I sincerely hope that you have a blast and I'm confidant that you will, we are blessed to live in a country that is reffered to by many as "bowhunting paradise".

All the best!

Engee


----------



## vonottoexperien (Nov 4, 2005)

"Shot placement is the only difference and of utmost importance."
Is there a websight or book that shows the kill zones? I'm shooting Montec's with 70lbs. KE


----------



## KYtrapper (Apr 5, 2007)

vonottoexperien said:


> "Shot placement is the only difference and of utmost importance."
> Is there a websight or book that shows the kill zones? I'm shooting Montec's with 70lbs. KE


The kill zone is basically straight up the middle of the front leg about 1/3rd of the way up (If Broadside). I'll tell you, its hard as a whitetail hunter to get used to that. I hit a big Wildebeest in the crease broadside and just got guts, it took 3 days to find him. Your PH will talk to you about the "vital V", a v shape you can see in the shoulder when the animal is broadside. If you put your arrow in the "V", its gonna be hammer dead.


----------



## Karoojager (Dec 20, 2005)

vonottoexperien said:


> "Shot placement is the only difference and of utmost importance."
> Is there a websight or book that shows the kill zones? I'm shooting Montec's with 70lbs. KE


Maybe the PC CD-Rom " Shot Placement " from Cleve Cheney helps.
He is a author from Africa Bowhunter Journal.
Or the book from Hermann Jonker, also a S.A. writer, this book is more for rifle hunter but the shot placements are the same.


----------



## ASG (Jun 25, 2007)

Hi vonottoexperien.

Good to see that you are coming down here for a hunting trip.
Which outfitter are you hunting with?

Below is a recommended packing list.
Most visitors pack far too much for the trip and leave without opening half their luggage. Laundry is done on a daily basis. It's industry standard.

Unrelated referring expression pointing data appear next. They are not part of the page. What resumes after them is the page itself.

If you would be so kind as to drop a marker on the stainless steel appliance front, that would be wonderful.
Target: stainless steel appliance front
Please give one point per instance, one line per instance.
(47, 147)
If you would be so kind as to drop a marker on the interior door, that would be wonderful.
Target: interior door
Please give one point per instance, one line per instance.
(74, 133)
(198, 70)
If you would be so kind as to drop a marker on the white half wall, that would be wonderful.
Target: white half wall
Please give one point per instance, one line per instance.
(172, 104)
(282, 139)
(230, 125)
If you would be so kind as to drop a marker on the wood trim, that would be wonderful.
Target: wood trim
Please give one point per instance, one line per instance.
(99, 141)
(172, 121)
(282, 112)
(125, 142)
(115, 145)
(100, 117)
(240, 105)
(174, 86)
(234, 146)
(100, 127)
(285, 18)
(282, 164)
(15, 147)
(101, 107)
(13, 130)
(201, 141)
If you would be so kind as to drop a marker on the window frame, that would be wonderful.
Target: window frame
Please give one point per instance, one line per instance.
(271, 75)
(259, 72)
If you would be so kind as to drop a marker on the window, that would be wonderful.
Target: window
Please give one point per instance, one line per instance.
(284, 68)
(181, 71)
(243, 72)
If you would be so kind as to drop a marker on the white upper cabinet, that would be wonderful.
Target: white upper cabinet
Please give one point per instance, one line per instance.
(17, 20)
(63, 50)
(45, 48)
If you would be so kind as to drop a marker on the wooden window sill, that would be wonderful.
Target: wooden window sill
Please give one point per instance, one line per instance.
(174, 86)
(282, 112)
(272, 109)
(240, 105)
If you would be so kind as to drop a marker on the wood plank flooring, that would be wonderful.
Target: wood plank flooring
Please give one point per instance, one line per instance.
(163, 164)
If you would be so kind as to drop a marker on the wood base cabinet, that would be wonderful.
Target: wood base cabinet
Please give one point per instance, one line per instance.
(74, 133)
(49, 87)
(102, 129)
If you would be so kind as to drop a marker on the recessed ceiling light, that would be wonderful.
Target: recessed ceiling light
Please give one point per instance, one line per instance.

2 x Pairs of long trousers (khaki, green or camouflage ) 
2 x Pairs of shorts (khaki, green or camouflage ) 
2 x Long sleeve shirts (khaki, green or camouflage ) 
2 x Short sleeve shirts (khaki, green or camouflage ) 
Underwear 
Gloves 
Thick hiking socks 
Walking boots (ankle high) 
1 x Jersey/Fleece 
Bush jacket 
Hat / Cap 
Binoculars & Range finder 
Camera x 2 
Flashlight 
Reading material 
Toiletries 
Plugs and converters. 220v Round Plug

A dozen arrows will be sufficient for your trip. Bring plenty of extra b/heads.
If your outfitter advertises himself as a bowhunting specialst, he should have all the neccessary equipment for bow repair and arrow fletching.


----------



## Karoojager (Dec 20, 2005)

ASG said:


> Hi vonottoexperien.
> 
> Good to see that you are coming down here for a hunting trip.
> Which outfitter are you hunting with?
> ...


Craig, you forgot one most important thing at you list.

Credit Card !!!!!:wink:


----------



## spatan (Jul 10, 2006)

*spatan*

Make sure sure your boots are "Walked in" theres nothing worse than getting blisters on your first day out.:wink: 

Hope you enjoy every minute of your stay in S.A

Spatan:cocktail:


----------



## btchamp (May 6, 2006)

You're in for the time of your life. My trip last year was phenomenal. What you need to find is a good physician when you return that can treat depression! It will take you months to come down off the nirvana of hunting Africa. After 30 years of hunting North America (which is outstanding), the experience in the African bush is unique. You'll head back again, like I am next year. The plains game is almost complete (missing my Sable), so we're headed to the SAVE in Zimbabwe to take on Cape Buff. I'll never get that one out of my system.

Get excited, you're in for a real trip!:tongue:


----------



## miwai (Feb 18, 2004)

*Shot placement*

Hello, glad you are seeking advice. Seems like you have been given very good advice here. In regards to the shot placement info. I was able to buy a little field book from Cabelas and studied that thoroughly before my bowhunting trip last summer. Let me go look at the Cabelas catalog and I'll be right back.

I didn't find it in the Archery catalog but found my book...it's called The Perfect Shot: Mini Edition for Africa.....by Kevin Robertson. It has anatomical diagrams of most of the animals hunted in Africa. You will not regret buying his field edition book....the price was very reasonable from what I remember.


----------



## vonottoexperien (Nov 4, 2005)

miwai said:


> Hello, glad you are seeking advice. Seems like you have been given very good advice here. In regards to the shot placement info. I was able to buy a little field book from Cabelas and studied that thoroughly before my bowhunting trip last summer. Let me go look at the Cabelas catalog and I'll be right back.
> 
> I didn't find it in the Archery catalog but found my book...it's called The Perfect Shot: Mini Edition for Africa.....by Kevin Robertson. It has anatomical diagrams of most of the animals hunted in Africa. You will not regret buying his field edition book....the price was very reasonable from what I remember.


Thank you very much, I'll certainly pick it up :cocktail:


----------